Visualization Evaluation of the Masses, by the Masses, and for the Masses


- for most vis, is there a better design? engaging designer in evaluation

- analytical framework for vis criticism

- cost effective vis techniques: crowdsourced experiments

- replicate clevelands graphical perception study in the 80s using m. turks

- higher variance but same pattern holds, turkers are more accurate and faster

q and a:

- cost to pay for becoming main stream, people doing fun things for a while, but will settle? more important in system design and defaults

- reward structure different for designers and infovis researchers? can learn from each other, playfulness may be good

- easier on the web to propose new design since only need to draw? data is a stakeholder in vis as in users, prototyping for vis is different from other interfaces

- criticism, bad vis is not helpful? mean constructive, strength and weaknesses

- other side, tufte, too far over the extreme and too designed? have other books

Evaluating Information Visualization in Large Companies: Challenges, Experiences and Recommendations


- evaluate utility in real environment, field study

q and a:

- org obstacles, don't like connecting to database (BofA), from prototype to integration takes a really long period of time since they need to reimplement? it depends, database requires reimplementation, but can connect to database to only reading rights (lots of lunches!).
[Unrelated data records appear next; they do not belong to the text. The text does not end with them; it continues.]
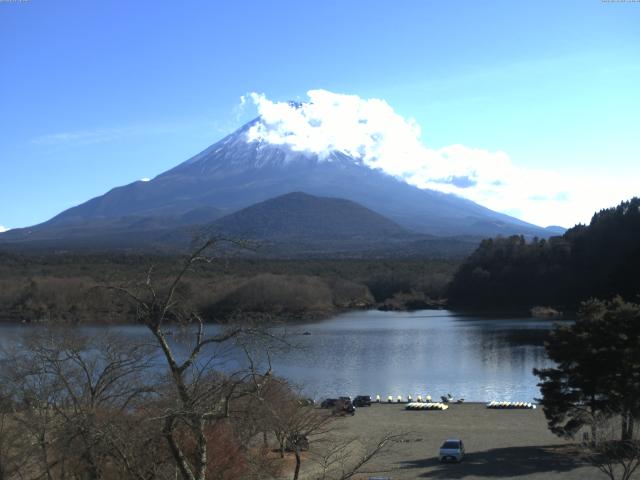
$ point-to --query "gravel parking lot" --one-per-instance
(500, 444)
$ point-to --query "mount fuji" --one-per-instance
(236, 173)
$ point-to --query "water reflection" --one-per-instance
(400, 353)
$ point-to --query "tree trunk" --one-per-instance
(298, 461)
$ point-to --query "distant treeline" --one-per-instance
(599, 260)
(70, 287)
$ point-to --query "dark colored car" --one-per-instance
(344, 406)
(297, 442)
(452, 450)
(362, 401)
(329, 403)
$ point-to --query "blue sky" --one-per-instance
(98, 94)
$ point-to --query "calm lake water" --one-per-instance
(399, 353)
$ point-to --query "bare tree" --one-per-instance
(73, 397)
(202, 394)
(617, 459)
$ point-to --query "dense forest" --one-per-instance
(600, 260)
(69, 287)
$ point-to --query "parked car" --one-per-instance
(329, 403)
(344, 406)
(362, 401)
(452, 450)
(297, 442)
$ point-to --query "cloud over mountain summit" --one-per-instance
(372, 132)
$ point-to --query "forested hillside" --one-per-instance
(600, 260)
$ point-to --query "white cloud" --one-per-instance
(373, 133)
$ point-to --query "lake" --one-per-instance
(431, 352)
(424, 352)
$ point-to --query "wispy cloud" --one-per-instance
(373, 133)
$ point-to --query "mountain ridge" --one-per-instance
(235, 173)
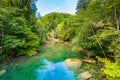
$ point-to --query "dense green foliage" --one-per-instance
(94, 29)
(20, 32)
Don't have access to the real database. Measured time and was significantly faster, bmw funded even though didn't learn why the tool is faster. Integration takes time (> 3 years).
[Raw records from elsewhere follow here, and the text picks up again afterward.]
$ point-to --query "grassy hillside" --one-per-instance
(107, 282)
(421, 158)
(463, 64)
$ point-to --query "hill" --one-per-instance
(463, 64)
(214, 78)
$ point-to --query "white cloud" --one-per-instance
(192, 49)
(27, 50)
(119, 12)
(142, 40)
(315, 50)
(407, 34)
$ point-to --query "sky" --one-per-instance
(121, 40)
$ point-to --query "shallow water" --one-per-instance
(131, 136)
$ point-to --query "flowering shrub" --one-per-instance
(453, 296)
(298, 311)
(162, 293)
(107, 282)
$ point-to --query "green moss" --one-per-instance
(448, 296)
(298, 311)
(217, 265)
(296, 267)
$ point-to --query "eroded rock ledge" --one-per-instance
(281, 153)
- do a smaller version and prove itself? that's one way, lots of social skills

Pragmatic Challenges in the Evaluation of Interactive Visualization Systems


- use graduate student, to what extend are the results valid, how would results change if we were to use domain experts

- quantitative and qual, wanted to get both, but reviewers wanted a clearer definition

- 16 ppt in total, no stat. sig but hard to do in depth work with more ppts

- smaller set of documents, not eco valid but need to reduce doc size to make the study feasible

- big system, big learning curve for ppts, overlooked functionality of tool, takes too much time for training

- many investigative analysis, use focused scenario, difficult develop strategies for more general tasks

q and a:

- object to cs students, not students. match task subject with school subjects, they are novices but they are still more of a domain experts? use grad student for their abilities to analyze

Comparative Evaluation of Two Interface Tools in Performing Visual Analytics Tasks


- based on vis analytics tools

q and a: - cog load, main task with secondary task, flow of interaction. how much cog load required to manipulate flow of cognition. lots of factors in the interface, very complicated. remove main task and focus on cog load, do the exp in a controlled way? good suggestion to follow, flow of cognition. most interfaces focus on rich interaction, need to maintain flow of cognition.